Bert Stern, an elite commercial photographer who helped redefine advertising and fashion art in the 1950s and ’60s but is perhaps best known for his painfully raw and poignant photos of Marilyn Monroe, taken for Vogue six weeks before her death. Mr. Stern’s half-century career had multiple peaks, including “Jazz on a Summer’s Day,” his 1959 documentary film about the 1958 Newport Jazz Festival, which was selected in 1999 for the National Film Registry in recognition of its historical significance.

His photographs of Monroe, taken over three days in June 1962 in the Hotel Bel-Air in Los Angeles, were collected in a mammoth 2000 book, “Marilyn Monroe: The Complete Last Sitting.” “It was a one-time-in-a-lifetime experience, to have Marilyn Monroe in a hotel room,” Mr. Stern said in the 2010 documentary “Bert Stern: Original Madman,” “even though it was turned into a studio, where I could do anything I wanted.” Ms. Laumeister directed the film. Many of the photos showed Monroe unclothed, or posing behind transparent scarves. “She was so beautiful at that time,” Mr. Stern told Newsday. “I didn’t say, ‘Pose nude.’ It was more one thing leading to another: You take clothes off and off and off and off and off. She thought for a while. I’d say something and the pose just led to itself.”

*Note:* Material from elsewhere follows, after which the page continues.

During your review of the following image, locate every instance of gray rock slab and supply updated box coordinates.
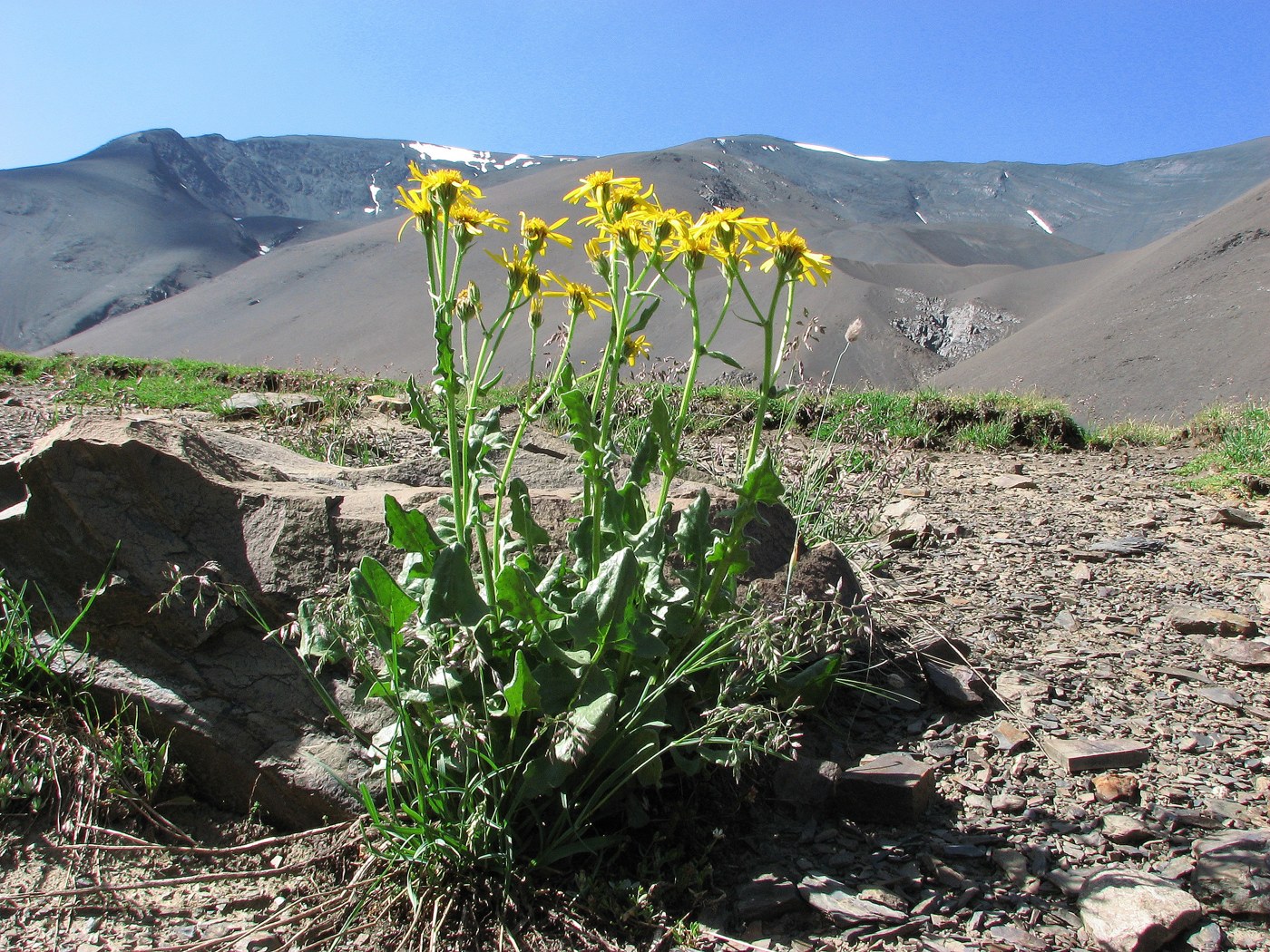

Early in his career Mr. Stern made his mark with a 1955 close-up of a martini in the Egyptian desert, pyramid shimmering in the background. The picture, which he shot on location with a crew of technicians and models for a Smirnoff vodka advertisement, was considered groundbreaking in its simplicity. Along with Irving Penn, Richard Avedon and Mark Shaw, Mr. Stern was part of a generation of photographers who made clear, clutter-free, arresting images the language of glossy magazine advertising, which until then had mainly used pictures to illustrate text. In the program notes for a 1988 Manhattan gallery exhibition, Robert Sobieszek, the curator of what is now the International Museum of Photography and Film at the George Eastman House, called Mr. Stern’s martini photograph “the most influential break with traditional advertising photography” of its time.

In a statement considered provocative in its day, Mr. Stern told a panel of commercial artists in 1959, “I like to put my feelings into my photographs.” That same year he received an assignment that took some effort to connect with his feelings: the makers of Spam asked him to “romanticize shish kebab made from Spam,” he told The New York Times. Mr. Stern took a crew of helpers and models to the Gulf of Mexico to shoot that one — a dreamy shot of that meat product. The client was pleased.

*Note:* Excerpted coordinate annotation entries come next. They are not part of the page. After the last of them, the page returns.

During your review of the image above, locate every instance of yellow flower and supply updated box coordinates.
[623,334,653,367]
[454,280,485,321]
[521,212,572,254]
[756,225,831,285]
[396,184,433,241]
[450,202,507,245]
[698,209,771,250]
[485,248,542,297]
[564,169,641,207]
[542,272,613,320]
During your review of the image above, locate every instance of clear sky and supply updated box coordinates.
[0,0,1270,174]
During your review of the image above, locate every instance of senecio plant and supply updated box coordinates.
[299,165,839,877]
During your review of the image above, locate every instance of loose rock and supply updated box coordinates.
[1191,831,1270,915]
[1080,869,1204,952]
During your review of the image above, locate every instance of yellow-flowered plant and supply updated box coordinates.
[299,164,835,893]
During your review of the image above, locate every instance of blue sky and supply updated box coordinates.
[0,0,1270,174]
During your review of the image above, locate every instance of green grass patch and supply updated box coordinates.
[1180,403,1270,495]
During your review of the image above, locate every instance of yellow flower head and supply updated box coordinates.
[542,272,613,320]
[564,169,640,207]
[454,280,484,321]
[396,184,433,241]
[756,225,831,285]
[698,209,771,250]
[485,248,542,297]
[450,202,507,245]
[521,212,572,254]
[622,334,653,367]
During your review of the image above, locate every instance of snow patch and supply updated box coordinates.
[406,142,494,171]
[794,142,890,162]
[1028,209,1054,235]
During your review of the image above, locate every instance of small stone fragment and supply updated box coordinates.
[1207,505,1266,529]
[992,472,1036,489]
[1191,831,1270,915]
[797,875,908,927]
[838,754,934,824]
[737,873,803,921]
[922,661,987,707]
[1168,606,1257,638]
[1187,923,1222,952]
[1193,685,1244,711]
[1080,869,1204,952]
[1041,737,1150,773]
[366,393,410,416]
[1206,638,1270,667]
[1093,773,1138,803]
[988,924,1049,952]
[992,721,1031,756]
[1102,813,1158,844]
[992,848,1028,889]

Bert Stern was born in Brooklyn on Oct. 3, 1929. In a 1968 interview with Newsday, he said his father was a children’s portrait photographer. After dropping out of high school in his senior year, he served in the Army, working as a photographer on a base in Japan. That experience helped him land a job in the mailroom at Look magazine, where he became a protégé of Hershel Bramson, the art director, who would later give him his first job as a commercial photographer. The Smirnoff campaign was his first assignment.
Soon he was sought after by magazines, advertisers, Hollywood studios and fashion designers, and his range of subjects grew to include celebrities, movie stars and commercial products — Audrey Hepburn, Gary Cooper, Truman Capote, Twiggy, Elizabeth Taylor, Noxema skin cream, One a Day vitamins, Wish-Bone salad dressing and, of course, Marilyn Monroe.

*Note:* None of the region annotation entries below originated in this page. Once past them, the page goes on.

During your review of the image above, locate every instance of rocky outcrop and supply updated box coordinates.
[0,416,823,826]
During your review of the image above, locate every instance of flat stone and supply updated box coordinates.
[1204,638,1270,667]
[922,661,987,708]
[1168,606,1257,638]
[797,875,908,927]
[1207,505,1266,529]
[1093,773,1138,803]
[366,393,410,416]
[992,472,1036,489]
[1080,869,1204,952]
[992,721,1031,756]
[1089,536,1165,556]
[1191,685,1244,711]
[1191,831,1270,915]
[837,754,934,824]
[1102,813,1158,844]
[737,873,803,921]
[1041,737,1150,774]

Mr. Stern’s work is in many museum collections, including those of the Museum of Modern Art and the Fashion Institute of Technology in New York, and the International Museum of Photography and Film in Rochester, N.Y. In various interviews Mr. Stern said taking pictures had always been his way of seeing people, and even of relating to them in ways he could not otherwise. It was why his favorite subject was always professional models. “Models more than actresses,” he said. “What makes a great model is her need, her desire; and it’s exciting to photograph desire.”